There is an important difference between using Claude to develop a proposal and using Claude to justify one. It can help you discover options or even identify questions, but "Claude suggested it" is not evidence. The reasoning, and most importantly the supporting sources still need to stand on their own.

For example, a model might reasonably suggest introducing a queue to make a workflow more resilient. It does not know whether your team can operate another piece of infrastructure, whether the added complexity is justified by the traffic, or whether a simpler retry mechanism would solve the actual problem. Those details are what turn a plausible suggestion into a responsible decision.

Saying "Claude suggested this" can feel like it gives you a backup, some safety net in case the idea turns out to be wrong. It doesn't, and in the end you are accountable for what you wrote there.
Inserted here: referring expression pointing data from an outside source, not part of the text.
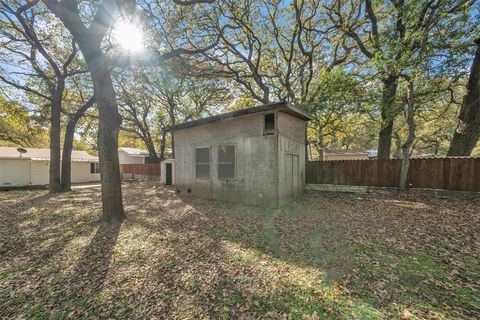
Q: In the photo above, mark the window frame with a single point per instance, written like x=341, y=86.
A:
x=95, y=166
x=234, y=163
x=272, y=130
x=209, y=162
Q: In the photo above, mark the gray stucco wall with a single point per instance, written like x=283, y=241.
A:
x=257, y=158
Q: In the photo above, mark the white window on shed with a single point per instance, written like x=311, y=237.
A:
x=226, y=162
x=202, y=162
x=94, y=167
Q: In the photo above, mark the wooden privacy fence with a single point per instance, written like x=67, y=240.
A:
x=147, y=169
x=461, y=174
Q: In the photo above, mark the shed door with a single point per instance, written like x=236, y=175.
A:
x=292, y=174
x=168, y=174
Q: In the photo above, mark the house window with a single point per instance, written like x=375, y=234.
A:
x=269, y=121
x=94, y=167
x=202, y=162
x=226, y=162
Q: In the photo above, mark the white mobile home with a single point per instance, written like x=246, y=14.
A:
x=132, y=155
x=253, y=156
x=32, y=168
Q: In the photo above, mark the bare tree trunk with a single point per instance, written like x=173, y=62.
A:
x=171, y=113
x=411, y=137
x=467, y=133
x=66, y=178
x=55, y=128
x=109, y=126
x=388, y=116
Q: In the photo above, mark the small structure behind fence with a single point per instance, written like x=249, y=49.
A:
x=147, y=171
x=461, y=174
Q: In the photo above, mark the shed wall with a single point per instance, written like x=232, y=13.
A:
x=291, y=147
x=256, y=172
x=125, y=158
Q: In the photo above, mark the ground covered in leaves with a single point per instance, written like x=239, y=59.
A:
x=325, y=256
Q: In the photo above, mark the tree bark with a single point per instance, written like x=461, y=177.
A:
x=55, y=129
x=66, y=177
x=388, y=114
x=467, y=133
x=411, y=137
x=109, y=126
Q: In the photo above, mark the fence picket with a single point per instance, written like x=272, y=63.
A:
x=461, y=174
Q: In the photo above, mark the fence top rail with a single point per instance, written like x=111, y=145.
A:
x=417, y=158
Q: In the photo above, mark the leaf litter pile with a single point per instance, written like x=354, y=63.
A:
x=325, y=256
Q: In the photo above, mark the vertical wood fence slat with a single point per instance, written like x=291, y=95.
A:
x=461, y=174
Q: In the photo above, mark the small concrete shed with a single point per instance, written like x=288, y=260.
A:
x=253, y=156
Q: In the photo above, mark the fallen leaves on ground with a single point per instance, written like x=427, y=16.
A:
x=327, y=255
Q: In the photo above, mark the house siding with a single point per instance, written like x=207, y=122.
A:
x=125, y=158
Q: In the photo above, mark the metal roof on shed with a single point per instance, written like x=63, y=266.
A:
x=277, y=106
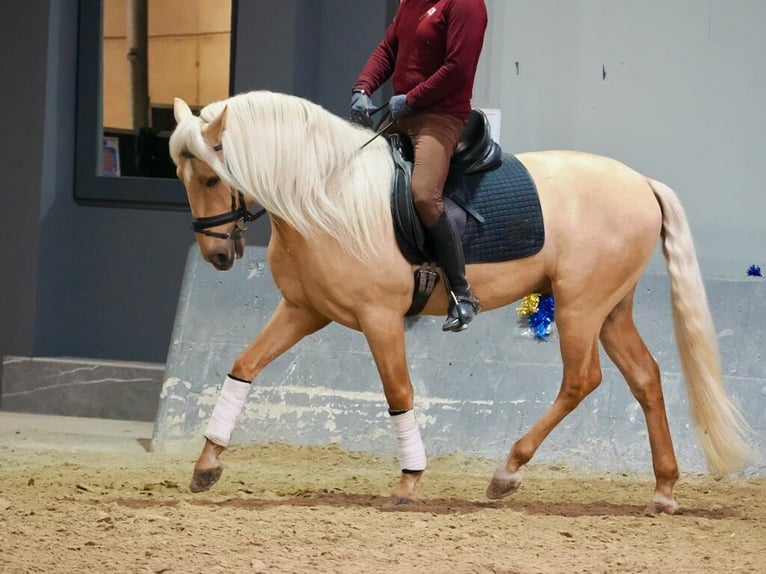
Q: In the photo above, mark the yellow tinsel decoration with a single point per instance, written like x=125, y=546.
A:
x=528, y=305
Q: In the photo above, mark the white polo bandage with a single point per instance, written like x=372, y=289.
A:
x=412, y=453
x=230, y=402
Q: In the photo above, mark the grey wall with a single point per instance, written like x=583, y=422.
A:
x=682, y=101
x=475, y=393
x=74, y=280
x=103, y=282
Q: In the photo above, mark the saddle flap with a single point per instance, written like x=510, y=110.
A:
x=476, y=151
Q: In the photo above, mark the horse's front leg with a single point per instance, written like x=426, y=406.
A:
x=288, y=325
x=385, y=336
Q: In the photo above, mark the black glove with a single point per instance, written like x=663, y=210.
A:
x=398, y=106
x=360, y=109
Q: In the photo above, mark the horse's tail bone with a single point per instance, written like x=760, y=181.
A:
x=722, y=431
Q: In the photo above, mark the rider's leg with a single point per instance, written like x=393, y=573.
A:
x=434, y=138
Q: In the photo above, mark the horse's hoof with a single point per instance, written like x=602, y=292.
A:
x=661, y=505
x=401, y=502
x=202, y=480
x=503, y=484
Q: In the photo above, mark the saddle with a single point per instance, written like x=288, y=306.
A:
x=489, y=195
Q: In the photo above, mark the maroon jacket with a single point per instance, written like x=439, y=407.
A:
x=430, y=51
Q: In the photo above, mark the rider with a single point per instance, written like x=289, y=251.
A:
x=430, y=51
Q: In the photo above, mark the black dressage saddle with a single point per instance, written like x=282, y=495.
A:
x=489, y=195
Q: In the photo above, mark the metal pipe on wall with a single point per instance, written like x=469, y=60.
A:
x=138, y=58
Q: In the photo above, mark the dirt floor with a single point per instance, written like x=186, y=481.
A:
x=72, y=505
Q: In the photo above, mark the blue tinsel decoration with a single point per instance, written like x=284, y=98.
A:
x=540, y=322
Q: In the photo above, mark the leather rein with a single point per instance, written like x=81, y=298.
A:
x=239, y=214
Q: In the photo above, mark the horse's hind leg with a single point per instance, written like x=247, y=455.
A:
x=627, y=350
x=582, y=374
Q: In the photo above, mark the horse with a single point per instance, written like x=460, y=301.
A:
x=325, y=184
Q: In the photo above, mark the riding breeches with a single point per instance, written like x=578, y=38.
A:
x=434, y=138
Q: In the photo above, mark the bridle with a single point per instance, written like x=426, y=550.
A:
x=239, y=214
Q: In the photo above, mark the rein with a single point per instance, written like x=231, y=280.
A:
x=238, y=213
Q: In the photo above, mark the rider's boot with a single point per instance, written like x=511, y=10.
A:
x=449, y=251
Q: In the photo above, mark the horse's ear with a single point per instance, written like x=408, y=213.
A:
x=181, y=110
x=214, y=130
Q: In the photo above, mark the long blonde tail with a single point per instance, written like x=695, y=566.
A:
x=721, y=429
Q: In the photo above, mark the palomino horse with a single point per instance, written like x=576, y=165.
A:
x=334, y=257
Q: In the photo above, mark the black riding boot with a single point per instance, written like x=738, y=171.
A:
x=449, y=251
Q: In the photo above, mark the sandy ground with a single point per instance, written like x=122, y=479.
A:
x=72, y=502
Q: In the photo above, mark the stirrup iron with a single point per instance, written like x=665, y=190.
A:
x=462, y=309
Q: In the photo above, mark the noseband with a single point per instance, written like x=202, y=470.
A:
x=238, y=213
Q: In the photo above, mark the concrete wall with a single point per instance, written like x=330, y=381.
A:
x=673, y=88
x=475, y=392
x=75, y=280
x=103, y=282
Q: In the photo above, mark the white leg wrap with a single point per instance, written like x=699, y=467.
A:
x=412, y=453
x=230, y=402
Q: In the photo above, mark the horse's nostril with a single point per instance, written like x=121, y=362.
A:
x=220, y=260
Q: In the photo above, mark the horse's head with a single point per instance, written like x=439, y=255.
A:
x=219, y=213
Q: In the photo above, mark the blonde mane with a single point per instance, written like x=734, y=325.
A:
x=302, y=164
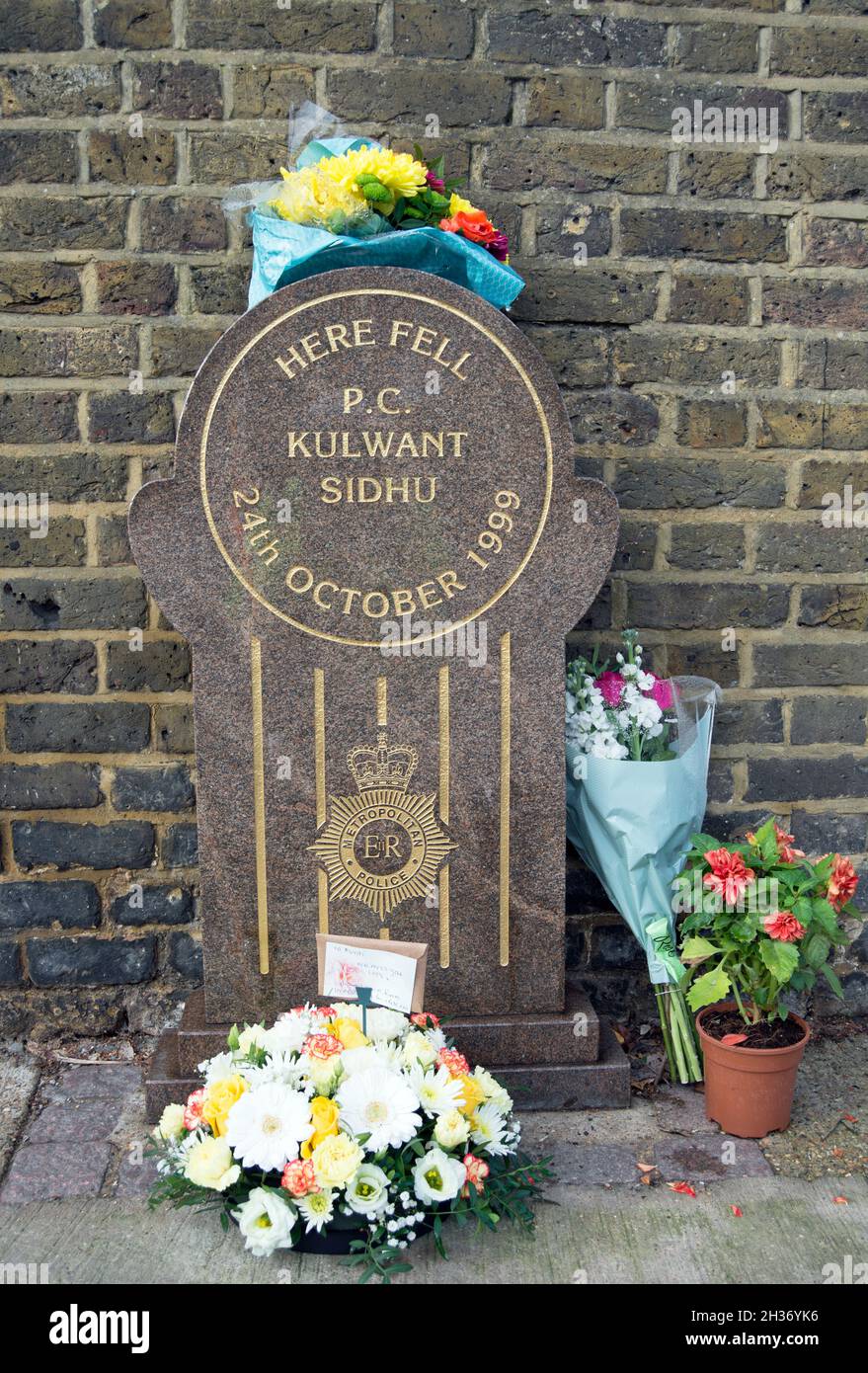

A simple test is to remove Claude from the conversation. Can you still explain why this option is preferable, what alternatives you considered, and under which conditions the decision would be wrong? If not, the proposal probably is not ready to be presented. When you put a proposal forward, you need to own it. Standing behind it means you did the research, understood the tradeoffs, and can defend the decision. It also means revisiting it later if its assumptions change or the implementation creates problems.

The same goes for code

This applies just as much to the code you push to the repo. Use AI to write it, nobody is going to stop you, and I do the same. But once it lands in the repo with your name on the commit, you are accountable for it.

That means reviewing what the model produced before you ship it: reading it, understanding it, questioning it. It is the same discipline you should have applied to that snippet you copied off Stack Overflow years ago. Hopefully, you would never have pasted that in blindly and called it done, and AI output deserves the exact same scrutiny.